Akbar Shah was constantly trying to squeeze more out of the British and rarely succeeded. He was assisted in this exercise by the three ladies mentioned in the beginning. All three would attend his talks with the Resident, sitting behind a large curtain. They did more than talk, for they were deeply interested in the matter of succession to the throne. It was Mumtaz Mahal’s desire that her son, Mirza Jahangir, should be named heir apparent. He was Akbar Shah’s third son. The British, following their own custom, preferred the eldest, but the Mughals had never subscribed to the law of primogeniture, and the king wanted recognition of his right to nominate his successor.

To the imperial ladies, this seemed a suitable opportunity for the Akbar Shah to assert his supremacy over his nominal “ministers”, the British, and they sent an envoy to Calcutta to place their views before the Governor General himself. Although the G.G. refused to pass over the claim of the eldest son, the king and his female advisers announced a date on which Mirza Jahangir was to be installed as the acknowledged heir.

Resident Metcalfe was instructed by Lord Minto not to attend the ceremony. Akbar Shah might have been willing to give into the British viewpoint, but not the ladies. They decided, without telling the Resident, to send another mission to Calcutta. The mission was led by one Raja Babu Pran Krishna, accompanied by a Muslim nobleman. Both were greedy time-servers, and left behind a friend to transmit glowing tributes of their success to the king. One is really amazed at the most bizarre conspiracies to delude the king and the ladies, and by their extraordinary gullibility.

One day, the king heard that his agents had called on the Chief Justice in Calcutta who had “wrung his hands with grief” on hearing how badly Metcalfe was treating the royal household. It was also reported that the Chief Justice had made a representation to the G.G. who had then dispatched a strongly worded reprimand to Metcalfe. Of course, no such thing happened. As if this was not enough, the king was informed that the Chief Justice was going to England to intercede with the British Government for the king.

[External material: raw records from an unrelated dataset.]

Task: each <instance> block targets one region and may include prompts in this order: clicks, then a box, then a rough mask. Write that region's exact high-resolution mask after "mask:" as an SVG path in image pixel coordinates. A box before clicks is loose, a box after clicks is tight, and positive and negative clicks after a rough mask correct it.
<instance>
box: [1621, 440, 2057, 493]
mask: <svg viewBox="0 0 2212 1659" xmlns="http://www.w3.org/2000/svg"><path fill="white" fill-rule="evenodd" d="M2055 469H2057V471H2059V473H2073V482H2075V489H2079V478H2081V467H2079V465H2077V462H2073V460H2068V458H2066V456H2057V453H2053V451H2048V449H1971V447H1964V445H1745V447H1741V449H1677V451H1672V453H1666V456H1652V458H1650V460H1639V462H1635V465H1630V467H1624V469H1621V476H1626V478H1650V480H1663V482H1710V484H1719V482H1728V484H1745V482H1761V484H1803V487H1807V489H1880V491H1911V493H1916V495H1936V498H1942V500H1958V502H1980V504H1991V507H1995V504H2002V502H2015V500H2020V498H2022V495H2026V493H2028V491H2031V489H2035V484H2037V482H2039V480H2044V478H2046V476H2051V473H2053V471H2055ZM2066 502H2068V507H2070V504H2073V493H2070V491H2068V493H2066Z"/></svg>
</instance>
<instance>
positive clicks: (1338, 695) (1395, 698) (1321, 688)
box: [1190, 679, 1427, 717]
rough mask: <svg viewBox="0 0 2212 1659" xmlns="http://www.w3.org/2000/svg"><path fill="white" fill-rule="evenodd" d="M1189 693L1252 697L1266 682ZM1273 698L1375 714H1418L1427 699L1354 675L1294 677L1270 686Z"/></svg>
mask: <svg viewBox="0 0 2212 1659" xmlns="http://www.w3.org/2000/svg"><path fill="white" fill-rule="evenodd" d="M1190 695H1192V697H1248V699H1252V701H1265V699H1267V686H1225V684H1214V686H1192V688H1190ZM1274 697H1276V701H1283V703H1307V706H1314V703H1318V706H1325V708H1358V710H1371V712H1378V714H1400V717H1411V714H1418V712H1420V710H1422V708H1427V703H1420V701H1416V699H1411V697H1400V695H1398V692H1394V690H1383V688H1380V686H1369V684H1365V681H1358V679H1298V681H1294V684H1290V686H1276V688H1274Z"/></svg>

The ultimate in deception was reached when a report was sent that the Chief Justice had advised the mission to proceed to London to put their case before the King of England in person. “So, God willing, off we go to London by way of Bombay,” they wrote. They asked for money for the expenses, and got it. Finally, their confederate in the palace informed that they had sailed.

Because of his spying network, Metcalfe obtained copies of all the mission’s letters before they even reached the king. At last, armed with this evidence, he went to the king and advised him “to relinquish the torment of his life, the nagging desire to effect impracticable changes, and reconcile himself to his position.” The king’s mother refused to be beaten. Qudsia Begum and Mirza Jahangir went secretly to Lucknow, to ask for help from the semi- independent Nawab of Awadh. This, too, came to be known to Metcalfe, and he stopped the increase in the king’s allowance until he showed repentance. Mirza Jahangir was made a state prisoner in Allahabad and died there after a few years of excessive drinking.

All this produced one important (though disastrous for the king) result. The British attitude towards the Mughal family was clearly defined for the first time. Akbar Shah was bluntly told that he would be acknowledged as monarch within the area of his palace and no more. This was fine, but the actual problem of paying deference inside the palace and disregarding it outside was serious. Metcalfe and later residents did their best to ignore the king, except on ceremonial occasions, but the outside world, the Indian world, would not do the same.

It was not until 1857, after the war of independence that the matter was finally settled, and the last King of Delhi, Bahadur Shah Zafar, was sent to die in exile.